The simplest way to find out is to run the demo shipped with the new Delphi. Yep, there are new demos in the package and you can learn enough from them in a very short amount of time. In my opinion this is a very good move to advertise the new features and to attract the new users.
But for the ones who want to know more from now, the principle is very simple: While in Indy (which DataSnap uses behind the scenes) you deal with streams of bytes, in Data Snap you deal with Delphi artifacts.

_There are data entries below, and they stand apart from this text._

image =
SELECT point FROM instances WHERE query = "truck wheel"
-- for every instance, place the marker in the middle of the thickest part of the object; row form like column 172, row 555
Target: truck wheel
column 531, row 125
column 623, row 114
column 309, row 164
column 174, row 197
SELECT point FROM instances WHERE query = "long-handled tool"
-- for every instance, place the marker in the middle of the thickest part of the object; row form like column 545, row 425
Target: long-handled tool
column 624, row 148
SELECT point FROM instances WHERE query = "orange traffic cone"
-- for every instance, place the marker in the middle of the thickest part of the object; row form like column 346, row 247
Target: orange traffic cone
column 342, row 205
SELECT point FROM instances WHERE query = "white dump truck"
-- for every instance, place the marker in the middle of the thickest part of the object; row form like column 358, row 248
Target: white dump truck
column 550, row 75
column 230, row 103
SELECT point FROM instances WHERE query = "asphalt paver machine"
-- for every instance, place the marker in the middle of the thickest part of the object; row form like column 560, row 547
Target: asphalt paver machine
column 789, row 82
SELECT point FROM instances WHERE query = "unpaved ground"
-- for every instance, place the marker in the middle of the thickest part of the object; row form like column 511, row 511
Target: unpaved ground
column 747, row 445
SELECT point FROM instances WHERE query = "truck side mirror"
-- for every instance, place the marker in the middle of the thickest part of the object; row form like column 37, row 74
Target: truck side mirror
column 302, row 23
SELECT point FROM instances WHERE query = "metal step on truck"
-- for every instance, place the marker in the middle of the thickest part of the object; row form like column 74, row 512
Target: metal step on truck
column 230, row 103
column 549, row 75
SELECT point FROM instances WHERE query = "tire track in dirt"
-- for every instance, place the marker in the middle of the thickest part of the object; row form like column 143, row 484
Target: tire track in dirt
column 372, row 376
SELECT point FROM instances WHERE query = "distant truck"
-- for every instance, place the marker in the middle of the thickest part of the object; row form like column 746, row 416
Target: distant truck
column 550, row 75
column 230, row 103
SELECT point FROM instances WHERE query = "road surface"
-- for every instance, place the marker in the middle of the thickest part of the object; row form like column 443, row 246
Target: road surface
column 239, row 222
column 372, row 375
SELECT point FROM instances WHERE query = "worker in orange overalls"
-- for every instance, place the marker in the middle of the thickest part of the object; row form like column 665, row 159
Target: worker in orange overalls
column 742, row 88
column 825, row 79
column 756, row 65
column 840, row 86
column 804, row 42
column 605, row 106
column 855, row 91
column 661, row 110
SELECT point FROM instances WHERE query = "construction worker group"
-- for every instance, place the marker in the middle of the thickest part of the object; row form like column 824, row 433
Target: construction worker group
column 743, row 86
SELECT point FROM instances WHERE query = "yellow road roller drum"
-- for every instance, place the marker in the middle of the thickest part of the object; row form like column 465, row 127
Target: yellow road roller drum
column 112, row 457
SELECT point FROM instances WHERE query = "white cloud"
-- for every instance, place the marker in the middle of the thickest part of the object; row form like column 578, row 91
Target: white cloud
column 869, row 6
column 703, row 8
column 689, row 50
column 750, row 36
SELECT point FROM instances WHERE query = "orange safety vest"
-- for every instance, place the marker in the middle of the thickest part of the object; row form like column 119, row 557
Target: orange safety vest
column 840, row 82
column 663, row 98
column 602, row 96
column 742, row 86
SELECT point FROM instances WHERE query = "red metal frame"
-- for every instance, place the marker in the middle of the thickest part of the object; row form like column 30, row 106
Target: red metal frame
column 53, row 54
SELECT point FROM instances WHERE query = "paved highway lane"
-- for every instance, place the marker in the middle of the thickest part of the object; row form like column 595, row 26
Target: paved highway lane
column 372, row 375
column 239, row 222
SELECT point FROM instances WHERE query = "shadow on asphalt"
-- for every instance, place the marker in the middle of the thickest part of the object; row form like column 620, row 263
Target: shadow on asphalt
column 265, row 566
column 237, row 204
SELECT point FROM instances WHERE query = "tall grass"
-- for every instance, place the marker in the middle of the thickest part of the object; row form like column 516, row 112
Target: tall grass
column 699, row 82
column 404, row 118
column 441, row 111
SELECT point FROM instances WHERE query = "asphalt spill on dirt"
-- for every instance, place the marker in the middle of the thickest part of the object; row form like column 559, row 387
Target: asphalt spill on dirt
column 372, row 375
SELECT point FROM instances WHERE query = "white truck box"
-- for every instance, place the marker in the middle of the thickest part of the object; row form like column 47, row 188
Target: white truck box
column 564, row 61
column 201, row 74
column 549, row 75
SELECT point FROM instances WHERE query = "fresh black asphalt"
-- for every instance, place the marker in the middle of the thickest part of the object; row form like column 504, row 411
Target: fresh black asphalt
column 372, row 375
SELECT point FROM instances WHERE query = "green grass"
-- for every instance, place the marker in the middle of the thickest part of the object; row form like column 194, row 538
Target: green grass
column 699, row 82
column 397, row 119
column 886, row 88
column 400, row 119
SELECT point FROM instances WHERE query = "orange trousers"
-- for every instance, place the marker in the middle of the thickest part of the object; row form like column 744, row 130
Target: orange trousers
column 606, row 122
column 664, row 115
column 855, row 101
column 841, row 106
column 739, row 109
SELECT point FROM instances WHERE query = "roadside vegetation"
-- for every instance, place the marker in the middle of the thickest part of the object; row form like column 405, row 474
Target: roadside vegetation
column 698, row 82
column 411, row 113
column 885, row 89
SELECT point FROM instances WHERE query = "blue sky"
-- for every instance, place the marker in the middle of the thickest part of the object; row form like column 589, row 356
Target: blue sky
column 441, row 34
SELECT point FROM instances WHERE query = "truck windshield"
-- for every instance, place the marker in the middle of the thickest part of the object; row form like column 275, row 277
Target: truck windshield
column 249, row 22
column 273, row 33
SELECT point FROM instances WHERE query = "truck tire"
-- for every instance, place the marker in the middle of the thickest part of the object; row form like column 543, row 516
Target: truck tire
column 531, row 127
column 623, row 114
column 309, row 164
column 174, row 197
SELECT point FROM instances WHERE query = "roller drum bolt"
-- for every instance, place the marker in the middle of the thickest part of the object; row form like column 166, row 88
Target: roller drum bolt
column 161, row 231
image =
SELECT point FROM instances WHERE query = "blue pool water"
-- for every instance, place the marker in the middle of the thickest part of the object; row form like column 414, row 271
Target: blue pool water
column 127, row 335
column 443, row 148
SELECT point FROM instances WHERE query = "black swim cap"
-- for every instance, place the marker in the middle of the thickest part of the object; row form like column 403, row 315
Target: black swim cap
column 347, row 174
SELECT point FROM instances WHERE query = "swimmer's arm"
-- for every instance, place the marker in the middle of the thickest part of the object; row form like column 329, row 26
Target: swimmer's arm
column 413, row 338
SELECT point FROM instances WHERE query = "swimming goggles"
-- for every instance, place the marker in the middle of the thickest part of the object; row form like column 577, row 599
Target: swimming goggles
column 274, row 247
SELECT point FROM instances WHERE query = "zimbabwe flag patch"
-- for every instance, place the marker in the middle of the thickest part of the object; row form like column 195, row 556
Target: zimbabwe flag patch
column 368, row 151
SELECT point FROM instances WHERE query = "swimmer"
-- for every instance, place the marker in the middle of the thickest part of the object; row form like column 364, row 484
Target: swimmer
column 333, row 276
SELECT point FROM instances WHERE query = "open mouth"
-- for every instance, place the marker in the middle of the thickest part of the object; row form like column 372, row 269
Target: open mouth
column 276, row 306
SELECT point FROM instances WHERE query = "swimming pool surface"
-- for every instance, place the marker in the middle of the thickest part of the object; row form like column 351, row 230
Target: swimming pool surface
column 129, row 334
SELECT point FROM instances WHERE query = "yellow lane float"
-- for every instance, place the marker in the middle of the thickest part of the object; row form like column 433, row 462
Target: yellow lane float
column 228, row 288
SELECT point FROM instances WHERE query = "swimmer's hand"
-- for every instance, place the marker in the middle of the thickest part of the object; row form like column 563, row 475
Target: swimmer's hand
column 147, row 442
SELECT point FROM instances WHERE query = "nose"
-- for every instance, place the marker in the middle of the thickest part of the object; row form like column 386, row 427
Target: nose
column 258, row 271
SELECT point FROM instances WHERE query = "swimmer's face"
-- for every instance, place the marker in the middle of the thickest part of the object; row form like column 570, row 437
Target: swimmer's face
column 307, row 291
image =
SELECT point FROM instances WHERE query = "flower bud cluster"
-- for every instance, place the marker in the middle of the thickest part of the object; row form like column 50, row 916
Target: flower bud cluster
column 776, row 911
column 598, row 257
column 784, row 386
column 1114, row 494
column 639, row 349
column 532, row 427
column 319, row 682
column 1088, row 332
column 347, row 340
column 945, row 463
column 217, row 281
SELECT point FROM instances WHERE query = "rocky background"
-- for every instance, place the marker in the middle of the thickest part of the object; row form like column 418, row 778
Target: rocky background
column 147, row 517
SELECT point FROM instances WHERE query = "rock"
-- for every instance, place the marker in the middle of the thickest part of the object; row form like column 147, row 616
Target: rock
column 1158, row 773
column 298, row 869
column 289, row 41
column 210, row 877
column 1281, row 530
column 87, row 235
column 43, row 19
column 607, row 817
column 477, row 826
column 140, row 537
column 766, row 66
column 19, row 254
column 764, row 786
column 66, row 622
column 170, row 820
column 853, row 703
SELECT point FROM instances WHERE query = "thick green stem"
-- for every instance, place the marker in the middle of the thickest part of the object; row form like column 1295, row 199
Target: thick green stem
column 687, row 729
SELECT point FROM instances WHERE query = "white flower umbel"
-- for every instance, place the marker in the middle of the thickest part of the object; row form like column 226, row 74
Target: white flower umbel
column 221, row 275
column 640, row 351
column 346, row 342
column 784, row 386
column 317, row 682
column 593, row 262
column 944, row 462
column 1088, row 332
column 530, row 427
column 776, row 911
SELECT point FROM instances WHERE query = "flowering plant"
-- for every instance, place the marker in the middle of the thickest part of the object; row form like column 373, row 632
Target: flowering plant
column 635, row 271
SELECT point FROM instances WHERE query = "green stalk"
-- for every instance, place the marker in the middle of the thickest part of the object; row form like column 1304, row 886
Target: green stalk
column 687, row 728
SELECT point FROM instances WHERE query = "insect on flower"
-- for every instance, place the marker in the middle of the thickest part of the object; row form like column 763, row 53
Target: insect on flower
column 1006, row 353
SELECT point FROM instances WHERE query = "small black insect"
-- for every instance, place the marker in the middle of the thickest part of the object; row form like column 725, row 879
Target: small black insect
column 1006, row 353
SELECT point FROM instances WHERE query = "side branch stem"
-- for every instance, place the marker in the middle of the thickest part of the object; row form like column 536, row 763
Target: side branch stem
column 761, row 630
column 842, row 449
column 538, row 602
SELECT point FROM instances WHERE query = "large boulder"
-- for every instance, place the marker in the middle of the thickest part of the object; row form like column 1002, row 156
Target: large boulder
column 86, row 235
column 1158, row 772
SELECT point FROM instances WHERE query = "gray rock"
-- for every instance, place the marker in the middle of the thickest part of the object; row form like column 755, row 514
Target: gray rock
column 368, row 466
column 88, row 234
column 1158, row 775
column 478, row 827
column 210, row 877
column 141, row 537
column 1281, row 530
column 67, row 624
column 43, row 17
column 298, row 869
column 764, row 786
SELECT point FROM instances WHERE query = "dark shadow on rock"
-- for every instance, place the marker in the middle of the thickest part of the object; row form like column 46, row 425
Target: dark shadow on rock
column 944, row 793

First, you create the code which will be executed on DataSnap server. In your Server project you’ll add as many methods you like, writing them in a classical Delphi way. Let’s say that we have the following:
procedure TParametersServerModule1.DirExists(aDir: string; out aExists: OleVariant); begin aExists:=TDirectory.Exists(aDir); end;
Compile and run the server outside of IDE (or Run without Debugging) in order to freely close the project while our DataSnap Server is running. Now, if we’ll open our DataSnap client project and add a
TSQLServerMethod instance correctly configured to point to our running DataSnap server through an
TSQLConnection component then in the Object Inspector we should see our new method:
By setting up this property, the ‘Params’ property is updated accordingly. But of course we can do this also in code:
procedure TForm13.Button4Click(Sender: TObject); begin SqlServerMethod1.CommandText := 'TParametersServerModule1.DirExists'; //the full qualified name of our server method SqlServerMethod1.Prepared := True; //in order to get the parameters from server SqlServerMethod1.Params.Value :='C:\'; SqlServerMethod1.ExecuteMethod; //execute the method on the server if SqlServerMethod1.Params.Value then //read and test the result ShowMessage('Directory exists') else ShowMessage('There isn''t such a directory!'); SqlServerMethod1.Close; //cleanup end;
…also you can use the fabulous JSON units (source code included) to serialize your class instances over the wire. The main class which is responsible for this (
TJSONMarshall) has an open plug-in architecture in order to allow you to write readers and writers (also called converters) for your own custom data types. A small example to see how the things work:
procedure TForm13.Button4Click(Sender: TObject); var LContact: TContact; oMarshaller: TJSONMarshall; crtVal: TJSONValue; begin LContact:=TContact.Create; //our custom class LContact.Name:='wings-of-wind.com'; LContact.Age:=20; //fill with some data oMarshaller:=TJSONMarshal.Create(TJSONConverter.Create); //our engine try crtVal:=oMarshaller.Marshal(LContact); //serialize to JSON Memo1.Text:=crtVal.ToString; //display finally //cleanup FreeAndNil(LContact); FreeAndNil(oMarshaller); end; end;
Of course that are much more to say about DataSnap, but I think that for a quick overview is enough :-). Also I think that perhaps we should mention that DataSnap implements callbacks for server to notify the client and asynchronous method execution. Also I do think that in the current iteration, DataSnap is becoming a solid framework for distributed computing. You?